Schleicher Erik, Wenzel Ringo, Ahmad Margret, Batschauer Alfred, Essen Lars-Oliver, Hitomi Kenichi, Getzoff Elizabeth D, Bittl Robert, Weber Stefan, Okafuji Asako
Institut für Physikalische Chemie, Albert-Ludwigs-Universität Freiburg, Albertstr.21, 79104 Freiburg, Germany.
Institut für Experimentalphysik, Fachbereich Physik, Freie Universität Berlin, Arnimallee 14, 14195 Berlin, Germany.
Appl Magn Reson. 2010 Jan 1;37(1-4):339-352. doi: 10.1007/s00723-009-0101-8.
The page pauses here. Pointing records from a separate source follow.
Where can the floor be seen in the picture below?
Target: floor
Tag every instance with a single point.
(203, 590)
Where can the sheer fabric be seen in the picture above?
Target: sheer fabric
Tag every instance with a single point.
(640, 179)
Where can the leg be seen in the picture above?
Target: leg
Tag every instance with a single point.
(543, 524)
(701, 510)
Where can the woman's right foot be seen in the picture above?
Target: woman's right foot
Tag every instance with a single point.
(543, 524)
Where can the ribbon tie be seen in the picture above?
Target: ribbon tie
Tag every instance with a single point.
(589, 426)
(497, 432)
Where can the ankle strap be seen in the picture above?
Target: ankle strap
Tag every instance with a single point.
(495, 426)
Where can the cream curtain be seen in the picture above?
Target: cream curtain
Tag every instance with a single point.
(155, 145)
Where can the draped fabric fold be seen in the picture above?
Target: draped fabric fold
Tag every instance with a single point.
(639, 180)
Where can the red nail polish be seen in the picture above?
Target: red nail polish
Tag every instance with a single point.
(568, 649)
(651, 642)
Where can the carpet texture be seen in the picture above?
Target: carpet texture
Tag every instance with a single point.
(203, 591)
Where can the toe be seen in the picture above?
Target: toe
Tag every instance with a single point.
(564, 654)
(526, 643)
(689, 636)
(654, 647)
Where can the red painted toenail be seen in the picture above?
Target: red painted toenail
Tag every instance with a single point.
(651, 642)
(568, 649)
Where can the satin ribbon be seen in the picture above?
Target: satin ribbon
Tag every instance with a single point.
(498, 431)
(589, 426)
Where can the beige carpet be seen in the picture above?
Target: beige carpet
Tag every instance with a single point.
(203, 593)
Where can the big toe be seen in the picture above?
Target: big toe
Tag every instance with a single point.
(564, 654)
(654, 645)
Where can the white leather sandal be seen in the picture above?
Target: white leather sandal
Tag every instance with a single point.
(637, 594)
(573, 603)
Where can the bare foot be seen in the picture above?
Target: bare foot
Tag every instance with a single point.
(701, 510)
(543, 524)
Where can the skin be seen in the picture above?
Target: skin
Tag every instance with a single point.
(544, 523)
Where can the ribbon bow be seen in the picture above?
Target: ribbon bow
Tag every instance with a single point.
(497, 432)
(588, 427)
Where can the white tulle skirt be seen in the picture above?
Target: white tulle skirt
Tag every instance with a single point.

Electron-nuclear double resonance (ENDOR) spectroscopy provides useful information on hyperfine interactions between nuclear magnetic moments and the magnetic moment of an unpaired electron spin. Because the hyperfine coupling constant reacts quite sensitively to polarity changes in the direct vicinity of the nucleus under consideration, ENDOR spectroscopy can be favorably used for the detection of subtle protein-cofactor interactions. A number of pulsed ENDOR studies on flavoproteins have been published during the past few years; most of them were designed to characterize the flavin cofactor by means of its protonation state, or to detect individual protein-cofactor interactions. The aim of this study is to compare the pulsed ENDOR spectra from different flavoproteins in terms of variations of characteristic proton hyperfine values. The general concept is to observe limits of possible influences on the cofactor's electronic state by surrounding amino acids. Furthermore, we compare ENDOR data obtained from in vivo experiments with in vitro data to emphasize the potential of the method for gaining molecular information in complex media.
电子-核双共振(ENDOR)光谱提供了关于核磁矩与未成对电子自旋磁矩之间超精细相互作用的有用信息。由于超精细耦合常数对所考虑原子核紧邻区域的极性变化反应非常敏感,ENDOR光谱可有效地用于检测微妙的蛋白质-辅因子相互作用。在过去几年中已经发表了许多关于黄素蛋白的脉冲ENDOR研究;其中大多数旨在通过黄素辅因子的质子化状态来表征它,或者检测单个蛋白质-辅因子相互作用。本研究的目的是根据特征质子超精细值的变化比较不同黄素蛋白的脉冲ENDOR光谱。总体概念是观察周围氨基酸对辅因子电子态可能影响的限度。此外,我们将体内实验获得的ENDOR数据与体外数据进行比较,以强调该方法在复杂介质中获取分子信息的潜力。